Existen episodios absurdos del destino de los manuscritos originales en manos de naturales herederos o testamentarios literarios. El archivo de Onetti -compuesto de manuscritos y primeras versiones mecanografiadas, cartas y fotografías- pudo haber acabado como acervo de bibliotecas extranjeras al precio de una genuina mercancía. Pero siendo Dolly su celadora, un sello de fidelidad, ese no iba a ser el caso. La melancolía vuelve a casa: a fines de mayo llegó el archivo a Montevideo para donarlo a la Biblioteca Nacional. El viaje fue la ocasión de una entrevista en busca de su memoria y su sensibilidad.

-Quisiera que hablara de su violín...

-¡¿De mi violín?! (Desconcertadísima).

-Bueno, formulado así parece un camino incorrecto. Lo que busco es que evoque aquellas escenas, que son parte de la creación literaria, de las que se dice que mientras usted estaba en una habitación perdidamente "violineando" Onetti escribía en la otra.

-Oh, sí. Nosotros le decíamos "la contigua" a esa habitación donde yo estudiaba. A Juan le gustaba que tuviera otra vocación distinta a la de él. Suponía que de ese modo los matrimonios funcionaban mejor. Una teoría, ¿no? Él me hacía varias bromas a propósito de mi esfuerzo violinístico. Decía: "¿para qué tanto estudiar? Yo te compro un disco que tenga aplausos y bravos, y vos saludás al público y ya está, ¿para qué querés estudiar tanto?" (risas alegrísimas). Ese tipo de ironía nos hacía reír mucho. Juan siempre me apoyó, siempre. Cuando tenía concursos de orquesta me prendía una vela: decía que solamente un milagro podría salvarme.

-Onetti no asistía a ningún concierto. Se reservaba el violín para la intimidad.
-Sólo fue al Teatro Colón de Buenos Aires a escuchar “Tristán e Isolda”. No quería entrar, fue extraño, me preguntaba algo decepcionado si aquella mujer gorda sobre el escenario era la joven Isolda. Luego la música lo atrajo; lo captó de tal forma que salió impresionadísimo.
-¿Qué puede agregar sobre la música en la vida compartida con Onetti? Se dice que una vez él le quitó la libreta de apuntes a una entrevistadora y le dijo que si quería comprender su obra que escuchase tango.

-(Risas) Para Juan el tango era Gardel, clavado. Lo oía en audiciones de radio. También le gustaba el jazz: Charlie Parker, foto pinchada en la pared.

-Quizá recuerde a Onetti leyendo "El perseguidor" en una versión inédita y mecanografiada en París por Julio Cortázar sólo para Juan Carlos Onetti…

-¡¿Mecanografiada en París?! ¡No! ¡Juan lo leyó en libro! Tenía Las armas secretas. Ahora dudo… ¿De dónde sacaste esa idea tan rara?

-No lo sé. Parecía posible… Como sea, algo sucedió con aquella lectura.

-Sí. Esta vez fue Cortázar quien quedó impresionadísimo por la reacción de Juan, ya sabés, es muy conocida… Era su dolor porque estaba separado de su hija y el cuento trata de la niña Bee y lo quebrado que se siente su padre por ella… la niña muere… Juan se vio alterado por la historia. Luego de leerla rompió el espejo del botiquín y después escribió algo sobre el cartón. Siempre tuvo la cicatriz en los nudillos. Años después, en París, se lo contó personalmente a Cortázar.
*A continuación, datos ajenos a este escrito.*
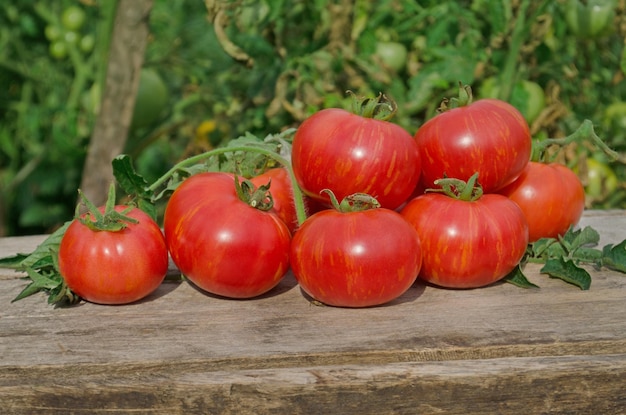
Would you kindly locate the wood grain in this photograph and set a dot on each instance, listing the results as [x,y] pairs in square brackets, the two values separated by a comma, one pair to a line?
[499,349]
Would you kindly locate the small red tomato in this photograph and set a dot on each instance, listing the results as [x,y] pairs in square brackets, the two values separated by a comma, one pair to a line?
[551,196]
[351,153]
[355,259]
[221,243]
[467,243]
[487,136]
[114,267]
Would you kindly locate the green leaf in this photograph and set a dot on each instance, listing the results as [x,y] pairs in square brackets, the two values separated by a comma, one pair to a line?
[614,257]
[40,257]
[517,277]
[567,271]
[13,262]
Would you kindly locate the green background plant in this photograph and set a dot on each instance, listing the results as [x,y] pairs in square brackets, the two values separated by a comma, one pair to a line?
[263,66]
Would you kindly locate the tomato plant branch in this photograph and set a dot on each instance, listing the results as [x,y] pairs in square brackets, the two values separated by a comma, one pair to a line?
[297,193]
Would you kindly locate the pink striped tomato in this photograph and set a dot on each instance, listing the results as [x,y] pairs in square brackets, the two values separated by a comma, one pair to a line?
[220,242]
[355,153]
[467,243]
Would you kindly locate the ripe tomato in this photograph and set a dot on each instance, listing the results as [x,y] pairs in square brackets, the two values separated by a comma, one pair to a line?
[282,195]
[355,259]
[349,153]
[488,136]
[551,197]
[467,244]
[392,54]
[118,267]
[222,244]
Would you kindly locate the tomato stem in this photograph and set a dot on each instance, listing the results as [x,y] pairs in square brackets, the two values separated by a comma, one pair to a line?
[257,197]
[111,220]
[380,108]
[297,193]
[458,189]
[465,98]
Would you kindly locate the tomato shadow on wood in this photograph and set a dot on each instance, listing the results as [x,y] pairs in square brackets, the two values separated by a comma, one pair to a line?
[287,283]
[413,293]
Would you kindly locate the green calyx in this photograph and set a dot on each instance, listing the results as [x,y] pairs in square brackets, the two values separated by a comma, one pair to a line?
[256,197]
[356,202]
[380,108]
[464,99]
[469,191]
[110,220]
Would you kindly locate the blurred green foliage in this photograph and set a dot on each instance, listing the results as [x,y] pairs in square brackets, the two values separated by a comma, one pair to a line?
[215,70]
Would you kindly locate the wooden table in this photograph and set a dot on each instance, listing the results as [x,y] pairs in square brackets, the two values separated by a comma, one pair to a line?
[494,350]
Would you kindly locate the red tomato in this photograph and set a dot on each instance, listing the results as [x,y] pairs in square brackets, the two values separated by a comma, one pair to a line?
[222,244]
[551,196]
[488,136]
[348,153]
[282,194]
[467,244]
[118,267]
[355,259]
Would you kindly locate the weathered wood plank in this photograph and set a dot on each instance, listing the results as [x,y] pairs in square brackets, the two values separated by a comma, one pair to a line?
[568,384]
[499,349]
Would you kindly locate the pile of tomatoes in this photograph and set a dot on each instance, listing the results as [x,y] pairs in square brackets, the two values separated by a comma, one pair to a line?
[455,204]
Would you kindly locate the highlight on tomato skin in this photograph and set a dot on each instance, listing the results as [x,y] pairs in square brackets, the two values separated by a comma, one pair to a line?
[551,196]
[467,244]
[118,267]
[356,259]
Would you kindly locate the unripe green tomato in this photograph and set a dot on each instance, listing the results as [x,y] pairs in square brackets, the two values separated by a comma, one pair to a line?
[591,18]
[615,117]
[393,54]
[73,18]
[58,49]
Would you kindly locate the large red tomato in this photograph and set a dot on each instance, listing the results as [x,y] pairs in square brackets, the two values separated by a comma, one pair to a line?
[551,196]
[349,153]
[467,244]
[487,136]
[355,259]
[114,267]
[221,243]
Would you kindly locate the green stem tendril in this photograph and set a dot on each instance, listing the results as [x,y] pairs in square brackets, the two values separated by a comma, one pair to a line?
[297,193]
[584,133]
[257,197]
[110,221]
[356,202]
[469,191]
[380,108]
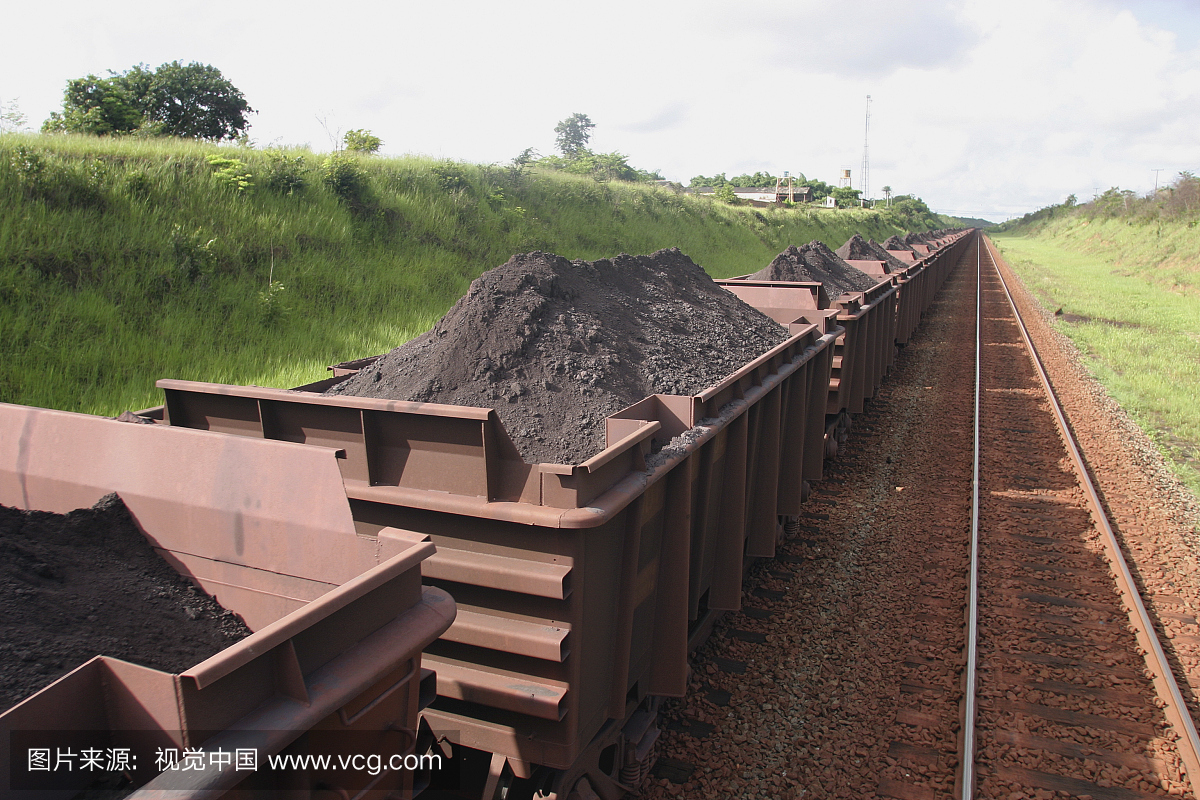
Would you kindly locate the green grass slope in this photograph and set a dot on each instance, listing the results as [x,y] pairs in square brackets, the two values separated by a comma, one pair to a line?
[1129,293]
[126,260]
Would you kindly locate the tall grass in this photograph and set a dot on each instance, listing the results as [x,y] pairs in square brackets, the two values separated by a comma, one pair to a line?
[125,260]
[1133,308]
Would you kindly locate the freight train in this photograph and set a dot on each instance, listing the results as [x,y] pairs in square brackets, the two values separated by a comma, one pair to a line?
[579,590]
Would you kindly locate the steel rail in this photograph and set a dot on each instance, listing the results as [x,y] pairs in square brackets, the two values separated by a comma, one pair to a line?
[966,763]
[1176,710]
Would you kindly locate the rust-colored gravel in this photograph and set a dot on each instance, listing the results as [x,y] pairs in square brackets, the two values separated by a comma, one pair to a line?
[1153,515]
[850,642]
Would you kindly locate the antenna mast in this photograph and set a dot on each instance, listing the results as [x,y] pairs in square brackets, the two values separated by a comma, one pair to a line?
[867,161]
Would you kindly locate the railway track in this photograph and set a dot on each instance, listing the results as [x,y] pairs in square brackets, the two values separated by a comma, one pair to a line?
[1074,691]
[859,645]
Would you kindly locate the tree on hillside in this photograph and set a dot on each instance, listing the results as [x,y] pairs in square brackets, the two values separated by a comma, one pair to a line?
[571,134]
[11,119]
[192,101]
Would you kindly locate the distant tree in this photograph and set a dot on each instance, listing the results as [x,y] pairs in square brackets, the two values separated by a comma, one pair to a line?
[755,180]
[361,140]
[715,181]
[819,190]
[192,101]
[571,134]
[525,157]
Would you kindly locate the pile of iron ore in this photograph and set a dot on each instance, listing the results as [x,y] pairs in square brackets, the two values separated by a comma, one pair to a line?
[815,262]
[857,247]
[555,346]
[898,242]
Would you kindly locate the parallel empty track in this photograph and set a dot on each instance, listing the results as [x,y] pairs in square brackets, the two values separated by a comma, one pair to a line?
[1073,697]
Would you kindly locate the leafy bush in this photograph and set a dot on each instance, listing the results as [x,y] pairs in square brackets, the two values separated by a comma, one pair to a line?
[232,173]
[343,174]
[725,194]
[270,302]
[285,174]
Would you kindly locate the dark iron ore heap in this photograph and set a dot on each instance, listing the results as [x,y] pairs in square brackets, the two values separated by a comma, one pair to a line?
[857,247]
[897,242]
[556,346]
[88,583]
[815,262]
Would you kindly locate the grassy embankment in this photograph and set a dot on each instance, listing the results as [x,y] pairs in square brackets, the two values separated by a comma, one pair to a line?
[1129,292]
[125,260]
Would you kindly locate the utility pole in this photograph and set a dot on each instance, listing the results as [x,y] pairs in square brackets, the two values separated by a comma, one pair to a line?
[867,161]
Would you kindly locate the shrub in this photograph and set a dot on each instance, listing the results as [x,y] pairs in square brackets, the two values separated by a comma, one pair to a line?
[285,174]
[345,176]
[232,173]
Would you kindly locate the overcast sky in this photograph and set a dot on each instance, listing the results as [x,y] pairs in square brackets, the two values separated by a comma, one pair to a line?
[982,108]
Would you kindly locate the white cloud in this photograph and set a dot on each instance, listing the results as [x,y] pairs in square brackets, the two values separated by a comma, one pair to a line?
[981,108]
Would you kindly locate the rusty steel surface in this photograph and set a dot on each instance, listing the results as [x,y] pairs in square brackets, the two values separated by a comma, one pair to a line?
[581,587]
[580,584]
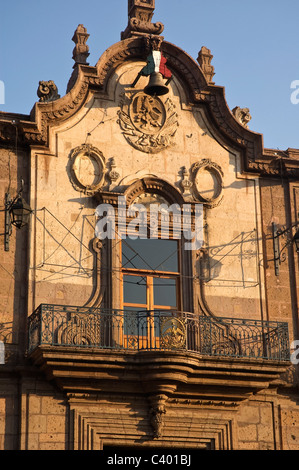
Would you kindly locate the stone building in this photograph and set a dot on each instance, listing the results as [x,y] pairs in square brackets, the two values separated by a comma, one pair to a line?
[183,336]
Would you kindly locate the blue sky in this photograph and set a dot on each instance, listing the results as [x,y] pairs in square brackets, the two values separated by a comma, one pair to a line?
[255,48]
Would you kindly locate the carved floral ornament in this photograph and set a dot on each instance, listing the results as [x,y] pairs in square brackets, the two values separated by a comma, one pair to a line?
[87,168]
[148,123]
[207,179]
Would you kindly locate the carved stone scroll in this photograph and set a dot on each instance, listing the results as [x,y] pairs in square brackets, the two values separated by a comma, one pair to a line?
[148,123]
[47,91]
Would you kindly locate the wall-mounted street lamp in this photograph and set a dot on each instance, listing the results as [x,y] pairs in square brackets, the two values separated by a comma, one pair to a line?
[17,213]
[279,253]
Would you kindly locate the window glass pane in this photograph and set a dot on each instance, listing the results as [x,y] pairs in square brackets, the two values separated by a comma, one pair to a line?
[150,254]
[165,292]
[134,289]
[135,321]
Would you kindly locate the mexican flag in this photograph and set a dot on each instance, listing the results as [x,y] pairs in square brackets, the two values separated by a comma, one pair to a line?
[156,62]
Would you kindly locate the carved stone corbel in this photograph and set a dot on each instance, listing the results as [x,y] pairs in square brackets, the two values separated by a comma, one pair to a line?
[157,414]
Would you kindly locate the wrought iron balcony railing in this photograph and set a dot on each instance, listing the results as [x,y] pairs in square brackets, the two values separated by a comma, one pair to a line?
[127,330]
Le respondió que eso lo halagaba muchísimo: era la reacción más fuerte que había tenido un lector frente a un cuento suyo.
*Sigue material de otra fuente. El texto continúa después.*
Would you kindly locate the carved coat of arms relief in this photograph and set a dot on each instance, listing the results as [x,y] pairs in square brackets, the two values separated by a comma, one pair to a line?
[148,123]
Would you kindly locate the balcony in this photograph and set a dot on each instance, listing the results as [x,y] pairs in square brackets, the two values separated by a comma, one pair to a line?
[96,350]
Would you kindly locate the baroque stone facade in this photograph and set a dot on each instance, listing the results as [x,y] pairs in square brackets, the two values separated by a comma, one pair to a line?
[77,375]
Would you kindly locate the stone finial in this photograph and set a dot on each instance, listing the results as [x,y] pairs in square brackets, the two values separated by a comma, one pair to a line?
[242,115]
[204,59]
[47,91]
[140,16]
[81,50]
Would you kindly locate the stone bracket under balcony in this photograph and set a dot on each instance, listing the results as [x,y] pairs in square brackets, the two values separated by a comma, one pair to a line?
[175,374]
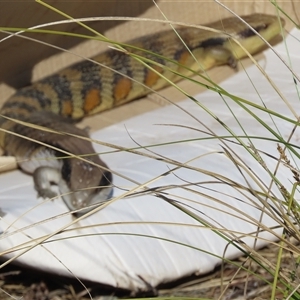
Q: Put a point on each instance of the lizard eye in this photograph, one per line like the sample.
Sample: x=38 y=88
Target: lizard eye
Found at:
x=106 y=179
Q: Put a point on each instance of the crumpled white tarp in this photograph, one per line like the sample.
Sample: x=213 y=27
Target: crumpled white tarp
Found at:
x=143 y=239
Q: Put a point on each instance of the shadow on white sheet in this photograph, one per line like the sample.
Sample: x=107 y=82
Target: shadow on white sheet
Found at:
x=135 y=240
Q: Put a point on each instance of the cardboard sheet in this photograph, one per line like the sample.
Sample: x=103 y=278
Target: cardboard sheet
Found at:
x=143 y=239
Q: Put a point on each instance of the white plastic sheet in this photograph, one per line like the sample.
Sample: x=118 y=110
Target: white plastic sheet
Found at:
x=143 y=239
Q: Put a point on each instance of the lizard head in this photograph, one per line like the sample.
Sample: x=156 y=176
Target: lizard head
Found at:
x=84 y=184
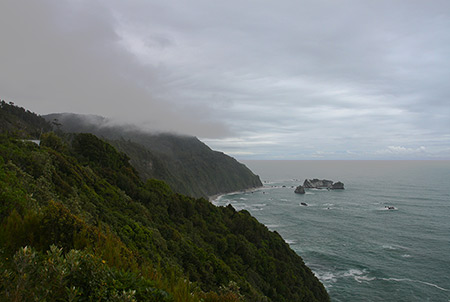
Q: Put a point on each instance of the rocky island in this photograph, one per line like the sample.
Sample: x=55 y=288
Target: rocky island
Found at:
x=319 y=184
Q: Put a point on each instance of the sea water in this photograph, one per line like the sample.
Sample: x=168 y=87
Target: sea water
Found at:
x=358 y=248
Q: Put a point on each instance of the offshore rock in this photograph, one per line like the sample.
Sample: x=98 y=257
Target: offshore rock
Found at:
x=317 y=183
x=322 y=184
x=300 y=190
x=337 y=186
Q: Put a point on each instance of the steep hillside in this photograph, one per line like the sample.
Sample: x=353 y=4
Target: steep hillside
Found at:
x=185 y=163
x=95 y=231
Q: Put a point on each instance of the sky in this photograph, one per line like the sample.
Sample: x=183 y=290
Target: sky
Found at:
x=318 y=79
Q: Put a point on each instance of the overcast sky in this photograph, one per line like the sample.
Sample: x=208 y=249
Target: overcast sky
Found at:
x=318 y=79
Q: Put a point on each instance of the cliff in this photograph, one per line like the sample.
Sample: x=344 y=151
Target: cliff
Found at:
x=185 y=163
x=94 y=230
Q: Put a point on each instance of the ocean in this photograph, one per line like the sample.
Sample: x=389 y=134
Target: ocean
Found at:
x=359 y=249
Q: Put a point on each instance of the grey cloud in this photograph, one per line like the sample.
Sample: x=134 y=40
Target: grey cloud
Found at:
x=303 y=78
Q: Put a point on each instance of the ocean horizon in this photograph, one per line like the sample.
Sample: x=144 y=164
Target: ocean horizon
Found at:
x=385 y=237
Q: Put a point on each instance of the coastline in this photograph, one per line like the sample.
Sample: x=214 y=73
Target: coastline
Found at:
x=214 y=197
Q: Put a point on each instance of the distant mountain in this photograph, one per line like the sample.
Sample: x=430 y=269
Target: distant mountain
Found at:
x=78 y=224
x=22 y=122
x=189 y=166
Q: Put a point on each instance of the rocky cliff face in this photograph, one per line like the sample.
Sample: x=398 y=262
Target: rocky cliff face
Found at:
x=189 y=166
x=322 y=184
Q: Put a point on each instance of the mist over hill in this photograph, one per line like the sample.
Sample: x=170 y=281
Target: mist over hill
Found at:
x=184 y=162
x=78 y=224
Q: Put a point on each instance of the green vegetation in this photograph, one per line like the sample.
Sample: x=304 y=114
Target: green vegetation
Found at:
x=185 y=163
x=78 y=224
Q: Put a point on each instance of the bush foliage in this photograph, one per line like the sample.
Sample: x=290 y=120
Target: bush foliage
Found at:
x=77 y=223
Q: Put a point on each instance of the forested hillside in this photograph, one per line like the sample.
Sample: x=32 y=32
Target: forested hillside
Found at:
x=185 y=163
x=78 y=224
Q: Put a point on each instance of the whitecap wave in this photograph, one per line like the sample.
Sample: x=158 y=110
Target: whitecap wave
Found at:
x=328 y=278
x=416 y=281
x=288 y=241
-Vayamos entonces a manuscritos y máquinas de escribir no imaginarias. ¿Cómo se sentía pasando a máquina la letra de Onetti?
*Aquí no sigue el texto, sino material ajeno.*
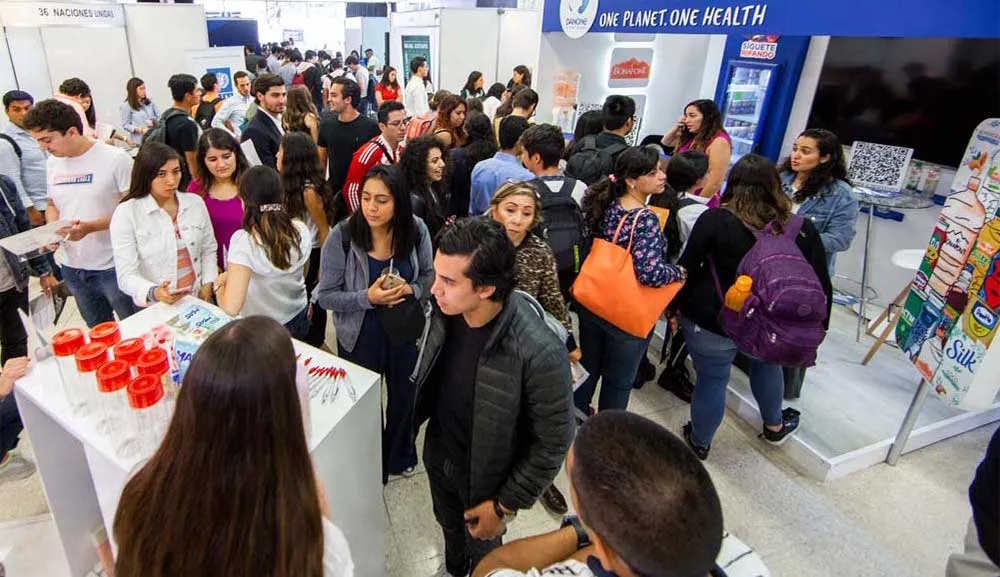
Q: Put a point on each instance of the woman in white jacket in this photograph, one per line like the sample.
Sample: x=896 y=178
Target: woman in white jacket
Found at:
x=162 y=238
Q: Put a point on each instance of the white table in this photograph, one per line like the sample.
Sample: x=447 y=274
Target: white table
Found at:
x=83 y=478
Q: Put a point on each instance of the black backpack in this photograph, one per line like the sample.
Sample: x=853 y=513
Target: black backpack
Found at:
x=205 y=113
x=563 y=228
x=159 y=132
x=591 y=163
x=17 y=149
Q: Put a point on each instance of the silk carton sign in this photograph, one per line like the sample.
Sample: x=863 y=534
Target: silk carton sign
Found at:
x=630 y=67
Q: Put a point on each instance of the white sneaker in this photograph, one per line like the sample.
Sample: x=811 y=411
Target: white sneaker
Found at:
x=15 y=468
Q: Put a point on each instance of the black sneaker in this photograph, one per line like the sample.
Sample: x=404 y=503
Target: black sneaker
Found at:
x=789 y=422
x=553 y=501
x=677 y=382
x=700 y=452
x=646 y=373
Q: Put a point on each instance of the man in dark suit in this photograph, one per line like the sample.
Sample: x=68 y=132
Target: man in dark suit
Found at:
x=264 y=129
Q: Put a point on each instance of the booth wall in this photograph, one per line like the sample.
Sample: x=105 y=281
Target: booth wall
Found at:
x=97 y=55
x=373 y=35
x=156 y=57
x=520 y=42
x=679 y=71
x=478 y=31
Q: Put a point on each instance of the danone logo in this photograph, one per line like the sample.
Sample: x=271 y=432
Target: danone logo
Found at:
x=631 y=69
x=577 y=16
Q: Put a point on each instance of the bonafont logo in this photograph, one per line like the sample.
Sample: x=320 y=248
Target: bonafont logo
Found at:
x=577 y=16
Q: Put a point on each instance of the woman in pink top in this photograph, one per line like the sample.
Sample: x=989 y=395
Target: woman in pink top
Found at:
x=221 y=163
x=700 y=128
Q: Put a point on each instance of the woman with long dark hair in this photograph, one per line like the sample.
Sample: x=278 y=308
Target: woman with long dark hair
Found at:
x=493 y=99
x=300 y=113
x=231 y=489
x=449 y=125
x=139 y=113
x=480 y=144
x=473 y=86
x=162 y=238
x=387 y=89
x=719 y=240
x=814 y=177
x=265 y=274
x=425 y=169
x=700 y=128
x=378 y=258
x=617 y=205
x=307 y=198
x=221 y=163
x=521 y=76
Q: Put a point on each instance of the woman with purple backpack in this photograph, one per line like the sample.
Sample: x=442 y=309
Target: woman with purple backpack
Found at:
x=755 y=218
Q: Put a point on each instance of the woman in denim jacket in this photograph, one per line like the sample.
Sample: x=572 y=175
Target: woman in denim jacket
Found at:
x=814 y=176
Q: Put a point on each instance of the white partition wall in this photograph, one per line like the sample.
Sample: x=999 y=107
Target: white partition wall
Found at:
x=519 y=43
x=155 y=57
x=489 y=40
x=97 y=55
x=50 y=42
x=479 y=32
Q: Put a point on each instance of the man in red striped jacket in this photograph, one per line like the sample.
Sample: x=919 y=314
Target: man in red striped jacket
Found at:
x=383 y=149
-Era un trabajo maravilloso. Yo estaba feliz de que él estuviera escribiendo. Cuando me daba material para pasar era fantástico. Mecanografié todo “El astillero” mientras trabajaba en Electrolux (¡con permiso del jefe!). Yo conocía bien su letra. Juan escribía a cualquier hora, tomaba vino y a veces barbitúricos porque no dormía, entonces sucedía en muchos casos que la letra iba para arriba y para abajo… Pero generalmente es hermosa, sobre todo cuando escribía de día.